На третий день Игнасия предложила позвать сеньора Кануто, старуху, которая отлично могла бы ухаживать за больным, и тем самым освободить Сальвадору от дополнительных забот.
Мануэль не возражал, но про себя проклинал сестру на чем свет стоит. Сальвадора заявила, что не видит никакой необходимости приглашать чужого человека, и Мануэль растрогался до слез.
Все чувства его были обострены до предела, и любой пустяк мог вызвать в нем прилив нежности или приступ ярости. Стоило, например, войти Сальвадоре, поправить подушку и спросить, не нужно ли ему чего–нибудь, и он испытывал такую благодарность, что готов был отдать за нее жизнь. Напротив, когда входила Игнасия и говорила: «Ты выглядишь сегодня лучше», Мануэля трясло от злости. «Что это со мной? Бросаюсь на людей как собака», — думал он.
Прошла неделя, и Мануэль начал вставать. Был август, и, как всегда в эту пору, ставни балкона держали закрытыми: солнце пробивалось только через щели; в его луче плавали пылинки, да порой мухи проносились через золотой столб, словно капельки раскаленного металла. Мертвый покой царил в пустынных окрестностях; обожженная полуденным зноем земля, казалось, дышала молчанием, и природа была погружена в летаргию. Только звенели цикады, да изредка раздавался одинокий свисток паровоза.
Каждую субботу, утром, под балконом, где обычно работала Сальвадора, неизменно появлялся слепой и пел старинные песни, аккомпанируя себе на разбитой гитаре. Опрятно одетый, в плаще и широкополой шляпе, он держал на ремешке маленькую беленькую собачку, служившую ему поводырем. Голос его, небольшой, но приятный, звучал красиво, когда он пел хабанеру под названием «Старая мать», начинавшуюся словами: «Ай, мама, что за ночка была», и другие чувствительные романсы. Мануэль прозвал старика «Романтиком», и все в доме знали его под этим именем. Сальвадора всякий раз бросала ему с балкона монетку в десять сантимов.
По вечерам Мануэль слышал из своей комнаты, как приходили ученицы Сальвадоры: сначала раздавались разговоры внизу, потом скрип старых лестничных ступенек, потом поцелуи, которыми они обменивались со своей учительницей, а затем шум швейной машины, постукивание вязальных спиц, взрывы смеха, гомон голосов.

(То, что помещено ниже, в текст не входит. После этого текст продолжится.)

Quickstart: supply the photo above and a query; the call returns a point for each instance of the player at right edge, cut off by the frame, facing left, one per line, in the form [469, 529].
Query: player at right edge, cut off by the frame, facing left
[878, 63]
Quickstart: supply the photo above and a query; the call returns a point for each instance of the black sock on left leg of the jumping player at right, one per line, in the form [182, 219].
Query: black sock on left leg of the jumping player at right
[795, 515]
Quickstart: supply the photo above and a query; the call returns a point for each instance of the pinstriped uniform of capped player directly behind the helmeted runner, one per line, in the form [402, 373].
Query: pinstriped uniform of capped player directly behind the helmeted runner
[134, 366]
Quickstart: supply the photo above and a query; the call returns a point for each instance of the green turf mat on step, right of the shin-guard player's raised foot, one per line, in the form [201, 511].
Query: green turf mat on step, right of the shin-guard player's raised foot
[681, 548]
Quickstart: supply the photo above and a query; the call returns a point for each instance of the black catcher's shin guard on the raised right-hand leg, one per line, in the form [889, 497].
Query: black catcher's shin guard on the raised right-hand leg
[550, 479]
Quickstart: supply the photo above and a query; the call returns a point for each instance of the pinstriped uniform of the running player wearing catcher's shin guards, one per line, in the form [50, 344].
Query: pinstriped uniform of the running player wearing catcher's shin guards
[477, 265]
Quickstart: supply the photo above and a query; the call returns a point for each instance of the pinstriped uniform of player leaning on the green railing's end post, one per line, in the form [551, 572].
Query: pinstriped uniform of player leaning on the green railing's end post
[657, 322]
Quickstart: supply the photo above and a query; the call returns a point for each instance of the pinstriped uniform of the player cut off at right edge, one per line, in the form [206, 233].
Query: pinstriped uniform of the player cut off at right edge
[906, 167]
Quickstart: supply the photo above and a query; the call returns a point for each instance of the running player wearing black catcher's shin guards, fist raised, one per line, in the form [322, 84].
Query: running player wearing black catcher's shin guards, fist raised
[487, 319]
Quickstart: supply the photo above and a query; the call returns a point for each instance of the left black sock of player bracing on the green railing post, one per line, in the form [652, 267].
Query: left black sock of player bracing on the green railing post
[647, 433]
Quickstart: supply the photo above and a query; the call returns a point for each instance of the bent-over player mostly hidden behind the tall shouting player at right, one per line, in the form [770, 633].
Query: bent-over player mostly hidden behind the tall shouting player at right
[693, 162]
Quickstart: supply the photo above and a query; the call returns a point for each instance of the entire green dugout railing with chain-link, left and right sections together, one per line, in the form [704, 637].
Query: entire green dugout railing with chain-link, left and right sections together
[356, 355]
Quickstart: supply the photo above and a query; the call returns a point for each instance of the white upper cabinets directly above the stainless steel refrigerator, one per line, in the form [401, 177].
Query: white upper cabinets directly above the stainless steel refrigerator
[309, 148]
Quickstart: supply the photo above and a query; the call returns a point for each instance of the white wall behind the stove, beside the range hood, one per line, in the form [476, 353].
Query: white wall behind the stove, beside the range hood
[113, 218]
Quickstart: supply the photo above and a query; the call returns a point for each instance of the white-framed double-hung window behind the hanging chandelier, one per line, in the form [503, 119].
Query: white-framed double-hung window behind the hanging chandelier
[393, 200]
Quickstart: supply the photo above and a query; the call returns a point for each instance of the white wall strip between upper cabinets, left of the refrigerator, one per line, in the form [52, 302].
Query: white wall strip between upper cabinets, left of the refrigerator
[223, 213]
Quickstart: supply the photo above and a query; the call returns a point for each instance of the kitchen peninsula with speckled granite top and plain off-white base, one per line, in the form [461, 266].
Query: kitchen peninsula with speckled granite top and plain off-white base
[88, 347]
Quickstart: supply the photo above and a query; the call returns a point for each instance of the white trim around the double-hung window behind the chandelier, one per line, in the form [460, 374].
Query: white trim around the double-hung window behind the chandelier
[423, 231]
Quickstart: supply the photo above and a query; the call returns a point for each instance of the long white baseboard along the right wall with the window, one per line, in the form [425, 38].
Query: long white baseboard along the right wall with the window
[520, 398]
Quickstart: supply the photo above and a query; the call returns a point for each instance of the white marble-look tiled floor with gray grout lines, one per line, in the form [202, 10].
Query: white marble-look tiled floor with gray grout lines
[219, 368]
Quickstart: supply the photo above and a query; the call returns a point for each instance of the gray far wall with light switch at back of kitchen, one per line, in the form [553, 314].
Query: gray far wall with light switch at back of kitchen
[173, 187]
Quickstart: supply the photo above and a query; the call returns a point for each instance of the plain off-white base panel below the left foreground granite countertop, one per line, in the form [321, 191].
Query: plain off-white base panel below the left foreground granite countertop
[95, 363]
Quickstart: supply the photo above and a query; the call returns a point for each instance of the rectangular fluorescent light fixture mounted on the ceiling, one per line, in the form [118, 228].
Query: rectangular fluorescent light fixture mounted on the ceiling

Когда девушки расходились, Мануэль шел поболтать с Сальвадорой. Они открывали балкон и часами смотрели, как быстрые ласточки весело чертят в бездонном небе замысловатые узоры; вечерний воздух постепенно приобретал опаловый оттенок, а Мануэль лениво следил, как течет время, как сгущаются сумерки в печальном оранжевом небе, как загораются фонари на пустынной улице и бредут, звеня бубенчиками, стада коз.
Однажды Мануэль увидел сон, сильно занявший его воображение. Он увидел во сне себя и рядом с собой женщину. Это была не Хуста, а совсем другая женщина: стройная, грациозная, улыбающаяся. Он ужасно мучился, стараясь понять, кто она. Стоило ему приблизиться к ней — и она убегала. Но потом он настиг ее и, дрожа от восторга, заключил в свои объятья. Тогда он принялся рассматривать ее и узнал Сальвадору. С той самой ночи он стал думать о Сальвадоре иначе, чем прежде.
В один из августовских вечеров в городе стояла невыносимая жара. Мануэль уже поправлялся, но чувствовал себя очень слабым. Белесое небо почти сплошь было затянуто тучами, с земли поднимались столбы черной пыли. Порою солнце совершенно скрывалось, и тогда жара делалась нестерпимой. В комнатах потрескивала рассыхающаяся мебель. Мануэль видел из окна, как небо постепенно становится желтовато–красным. Скоро послышались дальние раскаты грома. Потянуло запахом влажной земли. Нервы Мануэля были напряжены до предела, и неизъяснимая тоска сжимала сердце. В небе блеснула молния, полился дождь. Сальвадора затворила окно и они остались в полутьме.
— Сальвадора! — позвал Мануэль.
— Что тебе?
Мануэль ничего не ответил, только схватил ее за руку и сильно сжал.
— Позволь мне поцеловать тебя, — прошептал он.
Сальвадора подставила щеку и почувствовала жаркое прикосновение губ. Мануэль ощутил на своих губах живительную свежесть. В эту минуту вошла Игнасия.
По мере того как Мануэль выздоравливал, Сальвадора обретала обычное спокойствие и по–прежнему держалась ровно со всеми, никого не обделяя своим ласковым вниманием. Мануэлю же хотелось видеть с ее стороны некоторое предпочтение.
«Надо с ней объясниться», — не раз думал он. Однако дома это трудно было сделать: мешала Игнасия.